Here is the basic math behind Buffett’s statement:
(1) In 2023, individual federal income, Social Security, Medicare, and estate tax receipts totaled just over $3.8 trillion.
(2) If the other 799 of the largest corporations had each ponied up $5 billion in corporate income taxes (matching Berkshire Hathaway’s 2023 U.S. tax bill), total corporate tax receipts of $4.0 trillion would have been received in 2023 (800 x $5 billion).
Voilà! This all seems so easy and reasonable on the surface. But just as it is with all of Buffett’s tax assertions, it falls apart quickly when subjected to a modicum of research and analysis.
In 2023, the other 799 of the largest 800 U.S. corporations had average worldwide revenue of just over $25 billion. If we conservatively assume that 80% of this revenue is achieved in the U.S. (a fact-based assumption), then U.S. based revenue for these companies in 2023 averaged $20 billion.

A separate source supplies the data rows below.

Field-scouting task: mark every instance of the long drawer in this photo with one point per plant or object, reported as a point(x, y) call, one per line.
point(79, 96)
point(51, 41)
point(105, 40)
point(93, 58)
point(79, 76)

Remember, corporations are taxed on profits, not on revenue, so we must dive a bit deeper.
If a 15% pretax profit margin is assumed (a very high estimate), these companies averaged $3 billion in U.S. pretax profit in 2023. And Buffett wants them to pay an average federal corporate income tax of $5 billion on an average of $3 billion of profit? The money simply isn’t there. The aggregate shortfall is almost $1.6 trillion.
Buffett’s simplistic analysis is further burdened by the fact that it is what economists call a static analysis. He made no attempt to estimate how corporations would react when faced with the prospect of paying significantly higher federal taxes. Would hiring be curtailed? Would compensation be impacted? Would business expansion efforts be curtailed? And what would be the impact on federal corporate tax receipts of these decisions?
And did Buffett think through the political angle of his corporate taxation plan? In 2024, the top 1% of earners paid over 40% of total federal individual income tax receipts and the top 2% paid over 60%. Further, the bottom 50% of earners paid only 3% of the total federal income tax receipts. I wonder what Buffett’s progressive pals would really think about a plan that would undo this extremely progressive tax mechanism, resulting in a vast tax cut to America’s highest earners?
It is unfathomable that Buffett would be handed this tax talking point to dispense to his shareholders without anyone on his team taking fifteen minutes to test its reasonableness and veracity, but apparently that is exactly what happened, just as it has in the past.
And, yet again, no one in the mainstream press challenged Buffett’s latest statement.
It is perfectly fine for Warren Buffett to hold progressive views regarding tax matters. That is, of course, his prerogative. But it is completely unacceptable for him to use deceptive statements based on fallacious and disingenuous analyses to advocate in support of his views, something he has engaged in for many years.
Buffett could not have gotten away with this nonsense for as long as he has if not for a biased and lazy press corps that has failed to apply the lens of critical analysis and thinking to his tax pronouncements. In doing so, they are equally to blame for the dissemination of yet another false and politically charged tax assertion.
The American people deserve much better.